IOC-Präsident Thomas Bach hat indirekt die Pläne einer Super League im Fußball kritisiert. “Sport basiert auf der Offenheit des Wettbewerbs. Aber leider müssen wir sehen, dass dieses Modell gerade bedroht wird. Es ist bedroht durch eine Initiative, die die prinzipiellen Werte des Sports und die Bedürfnisse der Nach-Coronazeit ignoriert”, sagte der 67-Jährige im Rahmen des Kongresses der Europäischen Fußball-Union (UEFA), ohne dabei das Wort Super League konkret in den Mund zu nehmen.

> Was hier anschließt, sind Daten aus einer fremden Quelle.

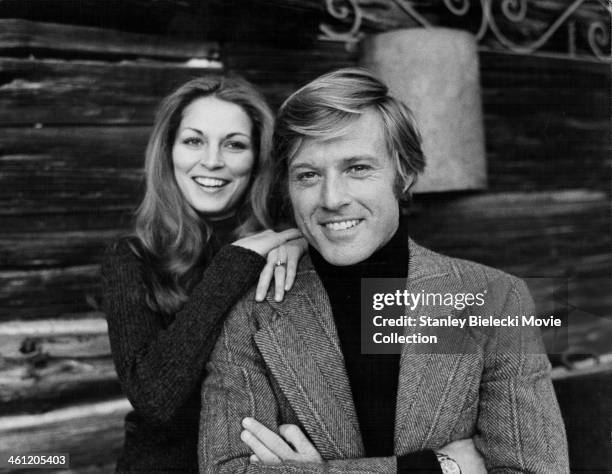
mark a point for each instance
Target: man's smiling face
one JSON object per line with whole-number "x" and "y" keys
{"x": 342, "y": 192}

Am Montag hatte eine Gruppe von zwölf internationalen Topklubs mit der Gründung der geschlossenen Super League für ein Erdbeben im europäischen Fußball gesorgt. Bei derartigen Vorstößen gehe es hauptsächlich um “Profitmaximierung”, kritisierte Bach. Durch ein derartiges Aufbegehren einiger weniger könne “die soziale Mission des Sports verloren gehen”, führte er aus, “es müssen alle Anstrengungen unternommen werden, um diese soziale Mission zu retten.”

Bach setzt auch im Hinblick auf die Olympischen Spiele in Tokio (23. Juli bis 8. August) große Hoffnungen in die vorher anstehende Fußball-Europameisterschaft. “Eine sichere Europameisterschaft würde sicher auch Vertrauen für die Olympischen Spiele schaffen”, sagte der IOC-Präsident. Das IOC werde sich “die EM genau anschauen und die Erfahrungen der UEFA mit den Corona-Maßnahmen in unsere Pläne einfließen lassen”, erklärte Bach: “Wir setzen dieselbe Priorität: Gesundheit. Deshalb können wir voneinander lernen.”